Since the "x" and "y" grid-points are at identical locations, we can assert\[G(x_i, y_j) = \sum_{j=0}^{N-1} a_j v_j(x_i) \sum_{k=0}^{N-1} a_k v_k(y_j.)\] In the matrix language developed in the original post, this is equivalent to \[\mathbf{G} = \mathbf{V a} (\mathbf{V a})^T = \mathbf{V A V^T},\] where \(\mathbf{A} = \mathbf{a a^T}\).

Using the property of orthogonality, we hit both sides with the appropriate factors to obtain \[\mathbf{V^T G V} = \frac{(n+1)^2}{4} \begin{bmatrix} 2 & 0 & 0 & 0 & 0\\ 0 & 1 & 0 & 0 & 0\\ 0 & 0 & 1 & 0& 0\\ 0 & 0& 0& 1 & 0\\ 0 & 0 & 0& 0& 1\end{bmatrix} \mathbf{A} \begin{bmatrix} 2 & 0 & 0 & 0 & 0\\ 0 & 1 & 0 & 0 & 0\\ 0 & 0 & 1 & 0& 0\\ 0 & 0& 0& 1 & 0\\ 0 & 0 & 0& 0& 1\end{bmatrix}.\] If \(\mathbf{a} = (a_0, a_1, ..., a_{N-1})\) then this implies that the RHS is equal to, \[\frac{(n+1)^2}{4} \begin{bmatrix} 4 a_0^2 & 2 a_0 a_1 & 2 a_0 a_2 & ... & 2 a_0 a_{N-1}\\ 2 a_1 a_0 & a_1^2 & a_1 a_2 & ... & a_1 a_{N-1}\\ 2 a_2 a_0 & a_2 a_1 & a_2^2 & ...& a_1 a_{N-1}\\ \vdots & \vdots & \vdots & \vdots & \vdots \\ 2 a_{N-1} a_0 & a_{N-1} a_1 & a_{N-1} a_2 & ... & a_{N-1}^2\end{bmatrix},\]

In the above equation, the LHS is known.
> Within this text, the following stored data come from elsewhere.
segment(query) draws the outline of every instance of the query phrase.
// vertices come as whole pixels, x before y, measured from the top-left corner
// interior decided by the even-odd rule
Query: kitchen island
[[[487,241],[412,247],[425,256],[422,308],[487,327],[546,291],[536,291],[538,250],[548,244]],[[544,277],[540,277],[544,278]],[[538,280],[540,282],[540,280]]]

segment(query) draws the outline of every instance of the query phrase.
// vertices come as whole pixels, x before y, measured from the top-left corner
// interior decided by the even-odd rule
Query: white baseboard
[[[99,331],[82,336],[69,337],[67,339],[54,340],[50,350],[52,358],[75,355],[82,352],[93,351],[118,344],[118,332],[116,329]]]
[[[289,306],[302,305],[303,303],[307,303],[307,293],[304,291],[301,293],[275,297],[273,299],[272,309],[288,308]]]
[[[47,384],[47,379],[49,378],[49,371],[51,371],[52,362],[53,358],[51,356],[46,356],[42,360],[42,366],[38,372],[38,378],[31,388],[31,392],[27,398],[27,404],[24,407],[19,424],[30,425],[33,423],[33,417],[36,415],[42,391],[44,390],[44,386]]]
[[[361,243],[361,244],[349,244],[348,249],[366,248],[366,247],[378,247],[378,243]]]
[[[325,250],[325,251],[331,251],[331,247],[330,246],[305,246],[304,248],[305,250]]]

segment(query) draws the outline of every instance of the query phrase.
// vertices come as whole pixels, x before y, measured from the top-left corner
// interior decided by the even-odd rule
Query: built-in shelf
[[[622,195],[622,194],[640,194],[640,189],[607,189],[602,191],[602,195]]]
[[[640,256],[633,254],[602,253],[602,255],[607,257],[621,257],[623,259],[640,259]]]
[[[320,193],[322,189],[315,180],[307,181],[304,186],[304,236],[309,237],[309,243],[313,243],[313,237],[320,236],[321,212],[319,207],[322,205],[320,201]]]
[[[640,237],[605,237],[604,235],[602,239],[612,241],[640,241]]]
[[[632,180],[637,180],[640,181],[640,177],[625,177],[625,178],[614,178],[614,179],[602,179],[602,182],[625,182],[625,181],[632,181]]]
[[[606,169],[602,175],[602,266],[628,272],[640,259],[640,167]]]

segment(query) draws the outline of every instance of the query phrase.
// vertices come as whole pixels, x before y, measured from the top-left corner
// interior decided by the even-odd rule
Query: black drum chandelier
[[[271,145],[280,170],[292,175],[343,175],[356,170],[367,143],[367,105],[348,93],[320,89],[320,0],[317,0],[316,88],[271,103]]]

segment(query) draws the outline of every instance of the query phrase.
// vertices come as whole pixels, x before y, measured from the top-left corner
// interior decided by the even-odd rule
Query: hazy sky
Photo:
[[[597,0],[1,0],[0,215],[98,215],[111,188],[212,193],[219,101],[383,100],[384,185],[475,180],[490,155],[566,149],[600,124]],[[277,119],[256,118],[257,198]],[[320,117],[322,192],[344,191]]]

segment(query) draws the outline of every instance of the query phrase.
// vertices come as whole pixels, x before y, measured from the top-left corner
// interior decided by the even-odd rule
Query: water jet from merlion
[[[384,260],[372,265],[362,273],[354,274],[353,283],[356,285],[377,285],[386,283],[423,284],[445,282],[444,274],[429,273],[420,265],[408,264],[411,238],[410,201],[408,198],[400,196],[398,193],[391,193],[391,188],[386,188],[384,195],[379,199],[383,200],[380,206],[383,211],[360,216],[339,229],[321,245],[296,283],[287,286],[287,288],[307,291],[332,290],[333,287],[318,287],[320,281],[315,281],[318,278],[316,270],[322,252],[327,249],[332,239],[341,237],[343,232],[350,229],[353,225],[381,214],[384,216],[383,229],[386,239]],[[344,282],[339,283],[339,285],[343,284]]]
The diagonal of the the computed matrix yields the vector \(\mathbf{a}\) that we seek.

Programmatically,

nmodes = 7;
%
% Build the matrix of basis vector V = [v_0 v_1 ... v_N-1]
%
V = zeros(n+1, nmodes);
V(:,1) = ones(n+1,1);
for j = 2:nmodes
V(:,j) = cos(2*pi*(j-1)*xi);
end
%
% Compose the matrix: The key step
% Replace small negative values with 0 to prevent imaginary roots
%
M = diag(V'*G*V);
M(M<0) = 0;
M = sqrt(M);
a = zeros(nmodes,1);
a(1) = M(1)/(n+1);
a(2:nmodes) = 2*M(2:nmodes)/(n+1);
%
% Compute Norm on the Same Grid
%
g = V*a;
Gapprox = g*g';
disp('Norm of Error');
norm(Gapprox - G)/(n+1)^2

This yields the coefficients for the basis vectors which can be used to reconstruct the function. Here are contour plots of the original data on the grid, and the smooth fitted function.